While Laetitia Dorey, deputy director of a nursery in Meaux (Seine-et-Marne), agrees with the researcher on this point, she is not pessimistic. According to her, the influence of screens is “fairly” reversible. She cites the example of this mother who had bought a tablet for her child. The little girl had become more difficult to manage since she started using it. “I suggested to the parents that they stop using screens to see if her behavior improved,” she says. “In just one week, the little girl seemed transformed.”
Reasons for hope
So nothing is decided. We know the expression “there is no age to learn”. Up to the age of 25, neural connections are produced in the brain. And subsequently, others are made and unmade, but more slowly than during early childhood. On the educational level, the Covid-19 period has also given rise to many ideas to remedy children’s learning delays, in particular by setting up systems that strengthen the links between parents, students and the school. A video diary in daycare allowing families and professionals to discuss their daily lives, for example, or sending families the weekly activities menu by SMS. “If we want to compensate for students’ difficulties, we must first make them understand better what learning means”, comments researcher Grégoire Borst. An approach that is not always that of the National Education system. A year ago, Sherid (2) arrived in France. The little boy, an introvert, did not speak French. Through games, reading and constant dialogue with the facilitator, he has made enormous progress and opened up to others. Now, Sherid laughs, talks and has fun with his friends. He even allows himself to correct adults who invite him to run “like crazy” to let off steam. “I don’t run like crazy,” he corrects, “but like a fast person.”

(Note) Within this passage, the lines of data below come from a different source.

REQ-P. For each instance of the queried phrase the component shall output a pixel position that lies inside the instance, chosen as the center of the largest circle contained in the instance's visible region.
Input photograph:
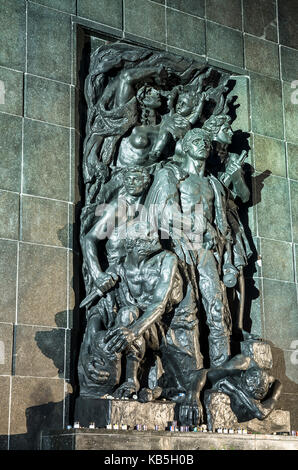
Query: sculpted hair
(195, 133)
(138, 169)
(214, 123)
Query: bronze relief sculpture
(161, 237)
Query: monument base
(104, 439)
(130, 412)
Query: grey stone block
(46, 160)
(9, 215)
(44, 221)
(39, 352)
(8, 275)
(259, 351)
(266, 106)
(4, 415)
(69, 6)
(154, 25)
(13, 33)
(292, 153)
(280, 309)
(107, 12)
(277, 260)
(288, 19)
(49, 43)
(224, 44)
(43, 270)
(261, 56)
(227, 14)
(12, 88)
(185, 31)
(289, 63)
(36, 404)
(260, 19)
(294, 205)
(272, 192)
(291, 112)
(47, 100)
(6, 341)
(269, 155)
(194, 7)
(129, 412)
(10, 152)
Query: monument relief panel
(164, 247)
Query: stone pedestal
(129, 412)
(259, 351)
(110, 440)
(223, 417)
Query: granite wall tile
(4, 399)
(47, 100)
(273, 207)
(49, 43)
(281, 317)
(288, 401)
(46, 164)
(260, 18)
(107, 12)
(13, 34)
(266, 106)
(228, 13)
(39, 352)
(185, 31)
(284, 368)
(294, 206)
(253, 310)
(8, 276)
(36, 405)
(296, 261)
(44, 221)
(277, 260)
(136, 11)
(42, 295)
(269, 155)
(224, 44)
(6, 341)
(10, 152)
(9, 215)
(291, 112)
(194, 7)
(11, 99)
(261, 56)
(69, 6)
(288, 20)
(289, 64)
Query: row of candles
(173, 427)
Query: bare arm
(160, 296)
(101, 230)
(119, 338)
(125, 90)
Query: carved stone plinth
(129, 412)
(259, 351)
(222, 416)
(110, 440)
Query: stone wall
(44, 51)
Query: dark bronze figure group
(161, 236)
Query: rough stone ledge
(103, 439)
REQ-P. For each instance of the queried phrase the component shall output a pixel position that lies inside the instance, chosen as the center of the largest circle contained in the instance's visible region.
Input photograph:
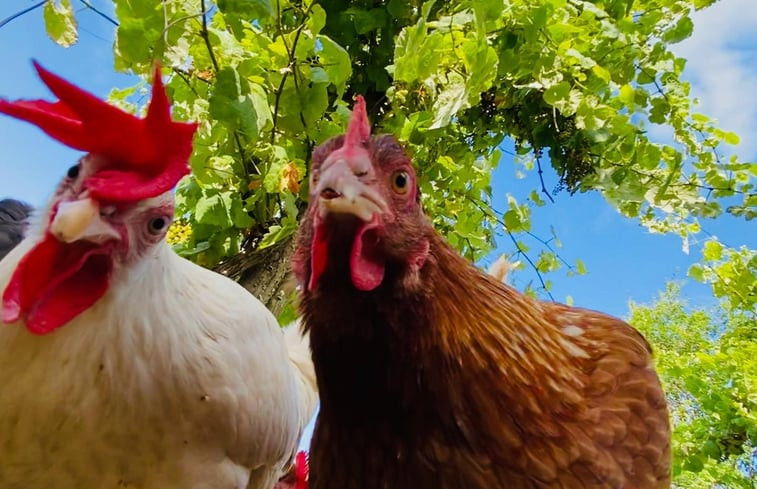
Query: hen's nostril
(329, 193)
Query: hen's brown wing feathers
(623, 390)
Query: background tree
(573, 84)
(707, 361)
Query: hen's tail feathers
(14, 219)
(298, 347)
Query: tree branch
(18, 14)
(206, 37)
(541, 178)
(520, 250)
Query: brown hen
(434, 375)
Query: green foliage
(575, 84)
(732, 274)
(707, 362)
(60, 22)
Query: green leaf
(713, 251)
(60, 22)
(628, 96)
(317, 19)
(683, 29)
(336, 62)
(248, 9)
(557, 93)
(233, 103)
(210, 209)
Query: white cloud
(722, 67)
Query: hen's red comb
(359, 128)
(145, 157)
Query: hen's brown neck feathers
(377, 352)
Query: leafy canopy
(707, 362)
(576, 85)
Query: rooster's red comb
(145, 157)
(301, 470)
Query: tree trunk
(265, 273)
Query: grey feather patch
(14, 216)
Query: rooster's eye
(73, 172)
(157, 225)
(400, 181)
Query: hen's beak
(81, 220)
(345, 187)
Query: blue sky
(624, 261)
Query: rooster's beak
(81, 220)
(344, 187)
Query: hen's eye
(157, 225)
(400, 181)
(73, 172)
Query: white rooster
(122, 364)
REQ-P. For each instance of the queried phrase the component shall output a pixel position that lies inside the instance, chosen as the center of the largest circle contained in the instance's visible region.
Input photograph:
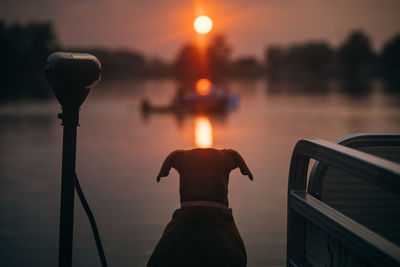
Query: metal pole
(70, 119)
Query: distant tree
(218, 56)
(313, 57)
(23, 51)
(195, 62)
(355, 55)
(390, 58)
(188, 63)
(247, 66)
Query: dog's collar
(203, 203)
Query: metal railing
(303, 207)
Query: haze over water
(120, 152)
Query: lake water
(120, 152)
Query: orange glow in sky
(203, 86)
(202, 24)
(203, 132)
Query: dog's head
(204, 173)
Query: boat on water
(206, 98)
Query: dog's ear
(238, 161)
(169, 162)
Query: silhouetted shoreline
(25, 47)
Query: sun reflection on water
(203, 133)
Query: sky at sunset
(159, 28)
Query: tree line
(25, 47)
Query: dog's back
(200, 236)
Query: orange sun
(202, 24)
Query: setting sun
(203, 133)
(203, 86)
(203, 24)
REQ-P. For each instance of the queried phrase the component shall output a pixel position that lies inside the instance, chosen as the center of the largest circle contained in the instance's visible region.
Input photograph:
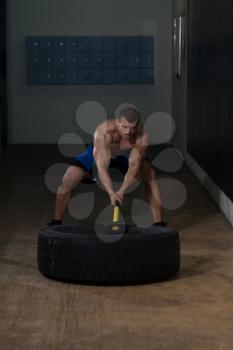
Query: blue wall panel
(90, 60)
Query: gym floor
(194, 310)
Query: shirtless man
(114, 137)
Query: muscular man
(112, 139)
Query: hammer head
(117, 228)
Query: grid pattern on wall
(90, 60)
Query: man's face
(126, 129)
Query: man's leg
(72, 178)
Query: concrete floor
(192, 311)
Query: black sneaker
(54, 222)
(160, 223)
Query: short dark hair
(130, 114)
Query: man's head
(128, 121)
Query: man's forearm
(130, 178)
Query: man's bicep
(101, 152)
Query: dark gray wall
(42, 114)
(179, 88)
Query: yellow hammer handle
(116, 213)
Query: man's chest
(120, 148)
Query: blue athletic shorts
(86, 161)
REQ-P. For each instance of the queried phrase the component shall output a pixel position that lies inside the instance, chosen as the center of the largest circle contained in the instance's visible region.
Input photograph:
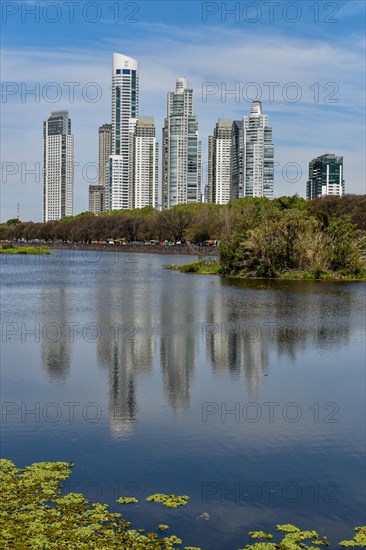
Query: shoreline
(185, 250)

- 2020 health crisis and its aftermath: what do the Depp data tell us? Summary of the Evaluation, Foresight and Performance Department, No. 5, June 2022.

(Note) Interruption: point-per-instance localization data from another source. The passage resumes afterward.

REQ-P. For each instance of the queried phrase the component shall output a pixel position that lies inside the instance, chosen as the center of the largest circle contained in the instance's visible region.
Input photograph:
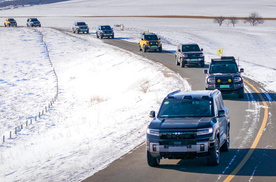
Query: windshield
(223, 68)
(185, 108)
(190, 48)
(106, 28)
(81, 23)
(151, 37)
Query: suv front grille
(178, 135)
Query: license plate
(225, 86)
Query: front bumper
(226, 89)
(199, 149)
(192, 61)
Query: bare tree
(233, 21)
(254, 19)
(219, 20)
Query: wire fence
(17, 129)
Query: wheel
(213, 159)
(225, 146)
(152, 161)
(241, 93)
(144, 49)
(182, 64)
(176, 61)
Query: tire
(176, 61)
(241, 93)
(144, 49)
(213, 159)
(152, 161)
(225, 146)
(182, 64)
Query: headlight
(237, 79)
(153, 132)
(204, 131)
(211, 80)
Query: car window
(223, 68)
(190, 48)
(185, 108)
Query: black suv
(80, 27)
(189, 54)
(104, 31)
(224, 75)
(150, 41)
(188, 125)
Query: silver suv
(189, 125)
(80, 27)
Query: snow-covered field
(105, 93)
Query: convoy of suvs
(188, 124)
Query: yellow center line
(257, 139)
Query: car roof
(192, 94)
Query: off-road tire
(152, 161)
(241, 93)
(213, 159)
(225, 146)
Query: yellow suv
(10, 22)
(149, 41)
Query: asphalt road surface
(252, 154)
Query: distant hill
(27, 2)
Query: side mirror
(221, 113)
(152, 114)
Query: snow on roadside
(105, 95)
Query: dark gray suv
(189, 54)
(224, 75)
(104, 31)
(189, 125)
(80, 27)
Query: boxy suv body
(188, 125)
(224, 75)
(189, 54)
(149, 41)
(80, 27)
(33, 22)
(104, 31)
(10, 22)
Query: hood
(224, 74)
(181, 123)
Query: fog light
(202, 146)
(154, 147)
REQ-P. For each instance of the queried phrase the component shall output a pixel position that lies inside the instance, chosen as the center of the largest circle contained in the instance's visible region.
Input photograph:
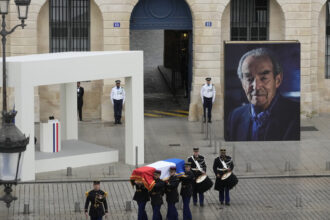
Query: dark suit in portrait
(268, 116)
(282, 122)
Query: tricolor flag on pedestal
(146, 173)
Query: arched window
(249, 19)
(69, 22)
(327, 49)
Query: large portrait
(262, 91)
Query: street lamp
(12, 141)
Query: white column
(69, 120)
(24, 104)
(134, 119)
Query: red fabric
(144, 174)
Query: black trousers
(117, 107)
(207, 105)
(80, 104)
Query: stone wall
(302, 20)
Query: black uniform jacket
(80, 95)
(218, 165)
(98, 201)
(200, 159)
(141, 194)
(187, 180)
(157, 192)
(171, 190)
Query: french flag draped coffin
(145, 174)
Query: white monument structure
(26, 72)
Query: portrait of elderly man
(269, 116)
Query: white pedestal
(50, 136)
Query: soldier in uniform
(198, 167)
(172, 195)
(156, 195)
(118, 100)
(221, 165)
(97, 199)
(80, 100)
(141, 196)
(187, 180)
(208, 98)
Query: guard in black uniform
(80, 100)
(172, 195)
(187, 181)
(98, 200)
(221, 165)
(198, 167)
(141, 196)
(156, 195)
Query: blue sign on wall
(208, 23)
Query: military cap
(158, 172)
(96, 182)
(187, 164)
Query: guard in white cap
(118, 100)
(208, 98)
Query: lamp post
(12, 141)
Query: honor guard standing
(198, 166)
(186, 190)
(208, 98)
(156, 195)
(141, 196)
(117, 99)
(97, 199)
(80, 101)
(172, 195)
(224, 165)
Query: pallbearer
(198, 166)
(156, 195)
(172, 195)
(225, 179)
(186, 190)
(97, 199)
(141, 196)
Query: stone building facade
(302, 20)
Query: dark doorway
(163, 30)
(177, 58)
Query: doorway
(163, 30)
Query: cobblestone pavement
(256, 198)
(175, 137)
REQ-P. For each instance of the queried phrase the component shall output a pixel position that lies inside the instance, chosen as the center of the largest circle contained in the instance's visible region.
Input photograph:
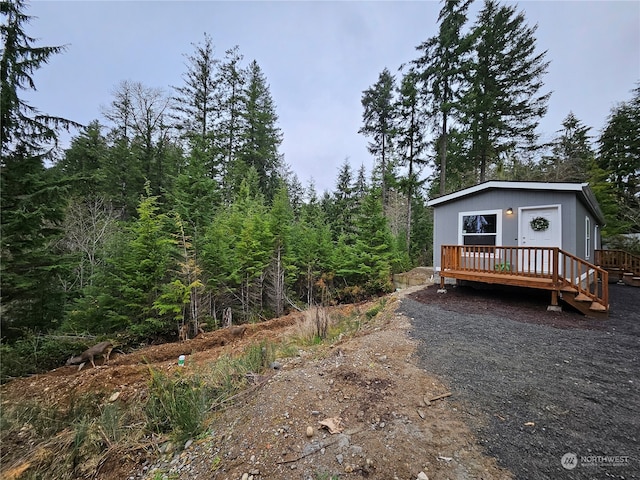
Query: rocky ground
(537, 385)
(465, 385)
(385, 416)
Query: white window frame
(587, 237)
(498, 234)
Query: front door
(539, 227)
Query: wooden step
(597, 307)
(569, 289)
(581, 297)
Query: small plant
(176, 405)
(373, 311)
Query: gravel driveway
(537, 385)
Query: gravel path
(535, 384)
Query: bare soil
(370, 383)
(526, 385)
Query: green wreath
(539, 224)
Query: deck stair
(571, 279)
(622, 266)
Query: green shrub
(35, 353)
(176, 405)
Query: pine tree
(231, 79)
(21, 123)
(571, 154)
(197, 106)
(84, 161)
(260, 138)
(619, 157)
(378, 120)
(30, 197)
(441, 68)
(411, 145)
(502, 103)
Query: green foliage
(176, 405)
(619, 162)
(34, 353)
(373, 311)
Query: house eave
(581, 188)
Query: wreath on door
(539, 224)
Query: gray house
(533, 234)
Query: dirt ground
(537, 385)
(526, 385)
(388, 424)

- The first name has been changed.
The limits of national assessments
Every year, students in CP, CE1, CM1, sixth and fourth grade are subjected, in September, to national assessments in French and mathematics. Assessments on which the Directorate of Evaluation, Prospective and Performance (DEPP) of the Ministry of National Education bases itself to determine the level of students. However, “these results do not always reflect the real skills of schoolchildren”, according to researcher Grégoire Borst. Firstly, because the tests take place at the beginning of the school year, at the return from vacation, a period historically recording a loss of academic achievements. Secondly, because not all students are familiar with the computer tools used in these tests, which can lead to a difference in the results.
The findings of school principals
In January 2021, the Depp published an information note summarizing the point of view of school principals on the consequences of the health crisis. At the start of the 2020 school year, a quarter felt that the level of reading and mastery of numbers was lower, for most CE1 pupils, than that of their classmates at the start of the 2019 school year. These assessments differed depending on the sector of the establishment. In schools located in REP+ (socially disadvantaged areas), almost one in two principals observed this decline in skills.